Nous l’avons compris, ce qui motive les rappels à l’ordre, ce qui motive les actions, est que les personnes membres d’un sujet pluriels sont liées entre elles par leur engagement conjoint. Ce dernier implique des obligations envers les autres membres du groupe. Chacun est en droit (le corolaire des obligations) d’attendre à ce que l’autre agisse d’une certaine manière afin d’atteindre leur objectif commun ; chaque pilote peut réclamer de l’autre qu’il reste, sinon le Jaeger ne peut s’animer. La conscience de chacun de leur obligation est peut-être plus forte encore car nous avons-là une dyade – chacun sait que s’il s’en va, c’est la fin du sujet pluriel, autrement dit c’est la fin du Jaeger ; pire encore, c’est l’Apocalypse (mais cela est une conséquence dépendante du contexte particulier et pas simplement de la nature des Jaegers). À ces obligations de l’un envers l’autre peuvent venir s’ajouter des obligations morales – sauver l’humanité de la fin du monde – ce qui a pour effet, dans le cas qui nous occupe, de soutenir, voire de renforcer, la première obligation – à savoir d’animer le Jaeger.

Ainsi donc, le Jaeger de Pacific Rim permet d’illustrer la théorie philosophique des sujets pluriels de Gilbert. Un Jaeger est un sujet pluriel concret (au sens que rarement un sujet pluriel n’existe de manière aussi physique que le Jaeger qui, en tant que sujet pluriel, dispose réellement d’un corps) qui ne peut exister que par l’engagement conjoint de deux copilotes. Cela nous permet de mieux comprendre les usages vernaculaires du pronom « nous », ainsi que la vie humaine en général. En effet, la théorie de Gilbert permet de comprendre la socialité intrinsèque à l’être humain.
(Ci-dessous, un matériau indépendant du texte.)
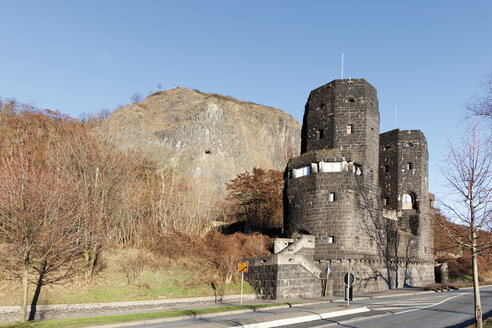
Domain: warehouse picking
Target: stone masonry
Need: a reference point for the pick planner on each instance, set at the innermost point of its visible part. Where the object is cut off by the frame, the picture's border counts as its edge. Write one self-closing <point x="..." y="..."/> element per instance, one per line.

Cependant, sa formalisation n’est pas sans conséquence lorsqu’on s’interroge sur certaines de ses applications ; que faire par exemple s’il y a un conflit entre obligations conjointes et obligations morales ? Lorsqu’un groupe est responsable d’un événement horrible, les individus membres du groupe sont-ils tous responsables ? Qu’en est-il des personnes qui ont rejoint le groupe après les faits ? Il est évident que les réponses ne seront pas simples, il est évident également que la théorie de Gilbert est avant tout descriptive et cherche d’abord à rendre compte des différentes motivations (voire pressions) que peut avoir (ou subir) un individu pour agir d’une certaine manière plutôt qu’une autre.

2 commentaires

  1. Je constate avec bonheur que mon interpellation sur « Pacific rim » a ouvert une problématique très intéressante sur la fusion des esprits (les pilotes de Jaeger) au service de la machine (le jaeger), voire de l’intérêt collectif (la somme des individus composant l’humanité menacée par les Kaijus). Somme toute, del Toro crée un axiome mathématique qui dirait : 1 + 1 = 1.
    Néanmoins, on notera que chaque robot possède un nom à double particule (Gipsy Danger, Cherno Alpha, Coyote Tango, …) ce qui renvoie à leur dualité intrinsèque.

    Aimé par 1 personne

    • Merci d’avoir attiré notre attention sur ce film, c’est vrai que nous l’avions peut-être trop vite condamné! Hormis les thèses philosophiques qu’on peut trouver, il reste un bon moment de divertissement. C’est bien vu pour les noms doubles des Jaegers, je n’y avais même pas fait attention. C’est très intéressant car ça résume très bien, à mon avis, la thématique. En tout cas merci pour tes retours, ils sont très appréciés!